Taxi drivers often come to the rescue of people in a variety of situations, including the car breaking down, industrial action stopping them getting to a sporting event, or even getting them back to the UK after flights were cancelled.
This year we have also seen how taxi drivers have gone above and beyond to come to the rescue, whether it was industrial action affecting the Commonwealth Games, passengers facing misery due to cancelled flights or even helping the emergency services.
While they are the knights in shining armour to so many, they are facing problems of their own, especially in a year which has seen fuel costs rocket, as well as rising maintenance and repair costs. And this has come at a time when their fares – which are set by the licensing authorities – have only now started to increase, some for the first time in a decade.
Things came to a head in the South East in October when taxi drivers at Gatwick Airport twice staged protests against the treatment of a union official by an employer. As well as refusing to pick up fares, they drove slowly around the sight at the start of the half-term getaway, causing traffic to build up and long delays for passengers trying to reach the airport.
During the first protest, passengers were pictured getting out of cars on a busy main road with their luggage to try to catch their flights.
Responding to reports of the protests on Sussex Live, several readers seemed to have little sympathy for the striking drivers.
Some suggested that the taxi drivers should vote with their feet and stop working for certain taxi firms, rather than causing chaos at a busy airport and affecting people who were looking forward to going on holiday.
But why should they? If they have legitimate concerns or grievances, why should taxi drivers – or any employee in any company – be forced to leave if they feel they are being treated unfairly? Employment laws protect workers’ rights and stop employers acting unfairly and unreasonably. But they also ensure that staff and contractors do what is expected of them and there are courts and tribunals to settle differences and decide if anyone has acted improperly or illegally.
While these legal remedies are available, they can take time to resolve. People are also free to protest peacefully and within the law, especially if they feel they have exhausted all avenues of reaching a solution within a company’s own processes and procedures.
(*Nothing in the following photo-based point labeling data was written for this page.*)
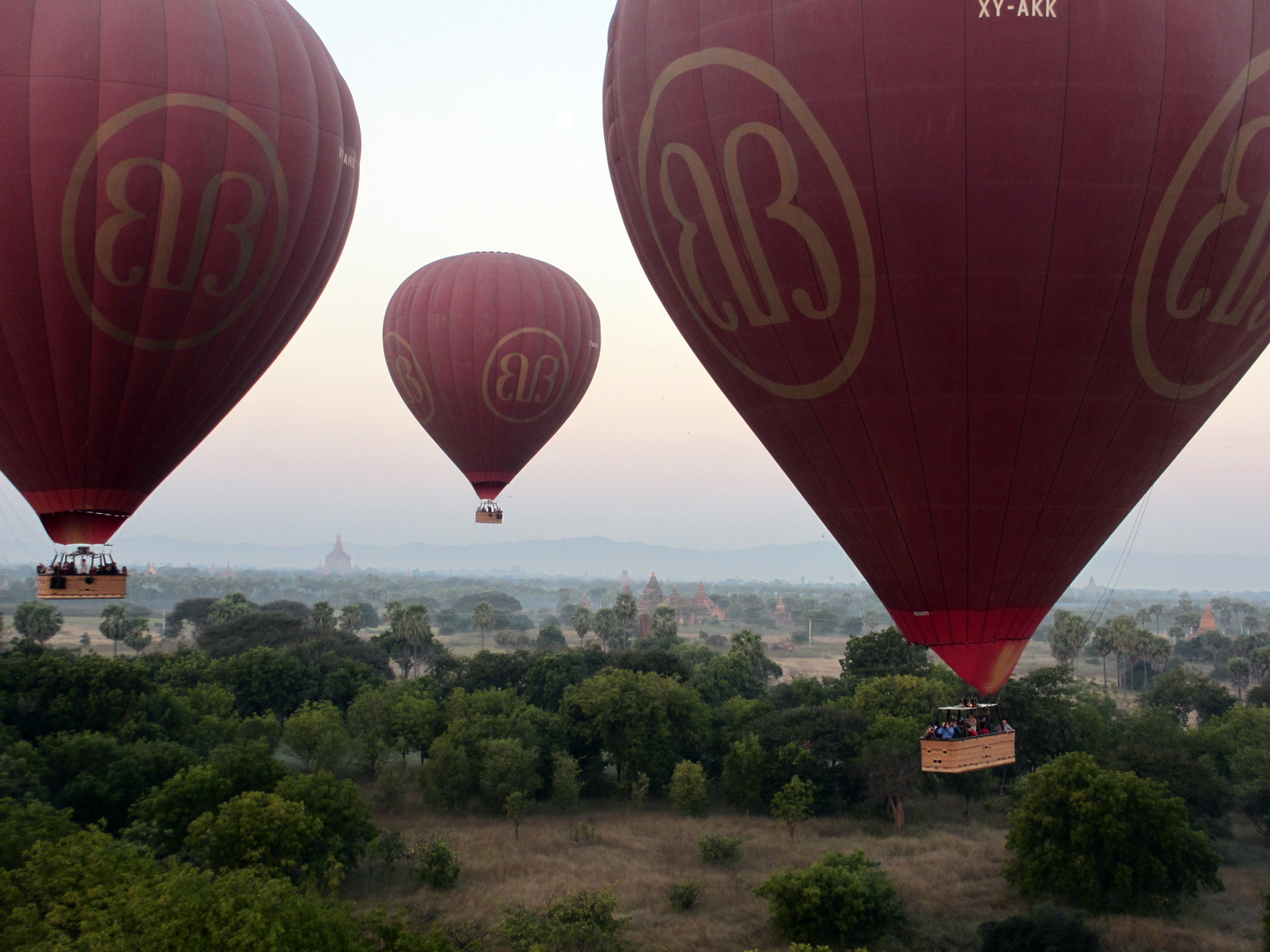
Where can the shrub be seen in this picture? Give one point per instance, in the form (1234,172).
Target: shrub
(438,863)
(1044,929)
(793,802)
(576,922)
(684,895)
(839,900)
(718,848)
(689,790)
(1105,839)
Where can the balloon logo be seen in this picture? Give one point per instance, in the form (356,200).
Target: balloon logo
(202,256)
(973,277)
(1236,306)
(767,308)
(176,190)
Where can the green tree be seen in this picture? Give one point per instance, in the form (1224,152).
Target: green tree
(37,622)
(227,609)
(507,767)
(482,620)
(1105,839)
(1241,672)
(646,723)
(259,829)
(565,781)
(516,807)
(551,639)
(883,652)
(351,620)
(317,735)
(840,900)
(1068,636)
(582,621)
(322,619)
(744,773)
(689,788)
(576,922)
(892,758)
(664,629)
(793,802)
(1184,691)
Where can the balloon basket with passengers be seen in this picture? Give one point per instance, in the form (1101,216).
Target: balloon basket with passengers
(81,571)
(968,736)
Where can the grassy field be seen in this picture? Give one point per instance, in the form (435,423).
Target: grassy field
(947,868)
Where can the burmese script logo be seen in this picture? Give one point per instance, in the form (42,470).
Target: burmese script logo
(410,381)
(169,225)
(1209,279)
(526,375)
(752,297)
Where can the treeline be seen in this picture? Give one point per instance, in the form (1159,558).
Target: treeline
(222,775)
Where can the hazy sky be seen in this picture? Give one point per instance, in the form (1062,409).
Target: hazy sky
(482,131)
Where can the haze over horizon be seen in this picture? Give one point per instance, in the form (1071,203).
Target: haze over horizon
(502,149)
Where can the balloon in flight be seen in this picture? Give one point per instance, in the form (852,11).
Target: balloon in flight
(490,352)
(176,178)
(975,273)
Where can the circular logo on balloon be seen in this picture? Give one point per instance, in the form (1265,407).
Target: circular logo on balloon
(759,227)
(410,381)
(526,375)
(1200,301)
(202,221)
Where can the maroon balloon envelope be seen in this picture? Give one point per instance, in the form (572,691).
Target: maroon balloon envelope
(176,178)
(973,271)
(492,353)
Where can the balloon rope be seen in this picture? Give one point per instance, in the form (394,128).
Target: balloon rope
(1109,591)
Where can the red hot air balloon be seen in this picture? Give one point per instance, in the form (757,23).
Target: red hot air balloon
(176,179)
(975,273)
(492,353)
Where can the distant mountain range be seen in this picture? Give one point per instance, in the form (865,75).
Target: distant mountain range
(602,557)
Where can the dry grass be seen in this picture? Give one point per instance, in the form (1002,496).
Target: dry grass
(947,871)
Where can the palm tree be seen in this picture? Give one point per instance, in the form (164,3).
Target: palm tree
(323,617)
(482,619)
(625,609)
(582,621)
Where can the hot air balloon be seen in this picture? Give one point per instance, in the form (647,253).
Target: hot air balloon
(975,273)
(176,179)
(492,353)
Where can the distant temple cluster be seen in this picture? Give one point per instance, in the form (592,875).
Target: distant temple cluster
(687,612)
(338,562)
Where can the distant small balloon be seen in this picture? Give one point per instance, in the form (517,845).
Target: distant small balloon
(490,352)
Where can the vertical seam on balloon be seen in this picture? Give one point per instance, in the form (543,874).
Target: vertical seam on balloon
(891,296)
(250,368)
(1111,316)
(40,282)
(1041,322)
(1131,401)
(776,404)
(966,287)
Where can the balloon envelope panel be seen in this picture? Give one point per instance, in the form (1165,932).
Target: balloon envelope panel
(492,352)
(975,273)
(178,179)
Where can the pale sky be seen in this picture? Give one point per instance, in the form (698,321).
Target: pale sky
(482,131)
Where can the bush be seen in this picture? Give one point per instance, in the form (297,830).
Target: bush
(576,922)
(684,895)
(716,848)
(689,790)
(839,900)
(1104,839)
(1044,929)
(438,865)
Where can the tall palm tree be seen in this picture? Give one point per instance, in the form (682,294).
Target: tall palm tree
(482,620)
(582,622)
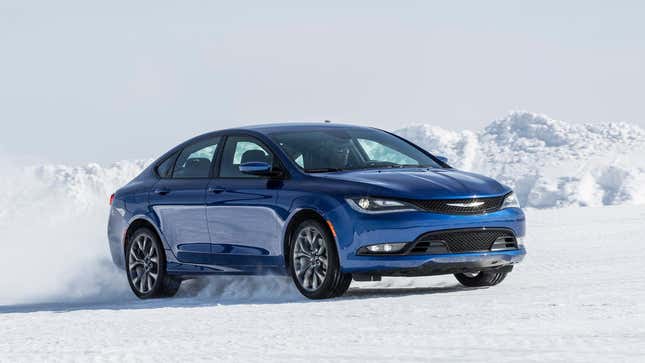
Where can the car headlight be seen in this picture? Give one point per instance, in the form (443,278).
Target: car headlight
(510,201)
(379,205)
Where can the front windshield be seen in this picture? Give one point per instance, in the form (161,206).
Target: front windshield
(336,149)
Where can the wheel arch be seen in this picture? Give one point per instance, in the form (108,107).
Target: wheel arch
(294,221)
(139,222)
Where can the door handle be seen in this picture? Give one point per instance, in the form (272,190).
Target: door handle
(161,191)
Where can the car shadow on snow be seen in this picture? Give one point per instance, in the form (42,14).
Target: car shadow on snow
(215,293)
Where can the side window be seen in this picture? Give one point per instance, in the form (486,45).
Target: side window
(378,152)
(165,168)
(239,150)
(195,160)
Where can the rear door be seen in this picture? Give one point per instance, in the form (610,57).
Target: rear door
(244,225)
(179,201)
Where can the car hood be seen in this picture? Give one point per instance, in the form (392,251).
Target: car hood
(423,183)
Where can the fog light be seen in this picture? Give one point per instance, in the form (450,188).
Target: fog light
(386,247)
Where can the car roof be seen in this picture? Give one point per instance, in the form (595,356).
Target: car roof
(295,126)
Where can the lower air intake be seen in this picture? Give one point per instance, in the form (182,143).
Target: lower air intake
(463,241)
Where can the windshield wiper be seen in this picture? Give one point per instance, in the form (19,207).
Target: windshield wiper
(322,170)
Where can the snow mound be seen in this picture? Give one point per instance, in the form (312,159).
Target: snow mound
(550,163)
(53,232)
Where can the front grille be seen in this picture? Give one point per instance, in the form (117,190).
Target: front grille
(464,240)
(460,206)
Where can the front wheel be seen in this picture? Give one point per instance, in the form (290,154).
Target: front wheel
(314,263)
(146,266)
(481,278)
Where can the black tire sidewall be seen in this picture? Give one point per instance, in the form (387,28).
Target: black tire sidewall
(157,289)
(333,276)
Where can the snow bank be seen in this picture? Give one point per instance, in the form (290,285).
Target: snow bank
(549,163)
(53,232)
(53,217)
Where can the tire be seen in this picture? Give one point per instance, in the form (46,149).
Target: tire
(313,262)
(145,263)
(481,279)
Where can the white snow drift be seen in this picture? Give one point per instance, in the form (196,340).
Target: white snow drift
(549,163)
(53,217)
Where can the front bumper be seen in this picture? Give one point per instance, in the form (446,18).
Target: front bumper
(355,230)
(423,265)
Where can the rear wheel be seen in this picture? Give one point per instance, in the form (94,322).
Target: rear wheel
(481,278)
(146,266)
(314,263)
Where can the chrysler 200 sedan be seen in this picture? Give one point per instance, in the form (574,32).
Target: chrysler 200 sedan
(323,203)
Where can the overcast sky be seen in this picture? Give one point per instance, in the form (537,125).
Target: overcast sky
(102,81)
Across the country now, Royal Mail and transport workers are continuing their industrial action which could see major disruption to postal and rail services over Christmas, as well as reports that nurses, ambulance drivers and firefighters are also preparing to take action.
Taxi drivers are part of the communities they serve and play a vital role, whether it is getting people home from a night out, getting them to the airport or train station ahead of a trip, or simple tasks such as medical appointments or the supermarket shop.
Whether people are jumping into a public hire black cab at an airport, train station or town centre rank, or have booked a private hire taxi from a base or via an app, it is reassuring for them to know that they will not be stranded and that their ride home is never far away.
Just because they provide a vital service doesn’t mean that their own rights can be overlooked and, as difficult and inconvenient as it may be, unpopular protests gain attention and can achieve the desired result.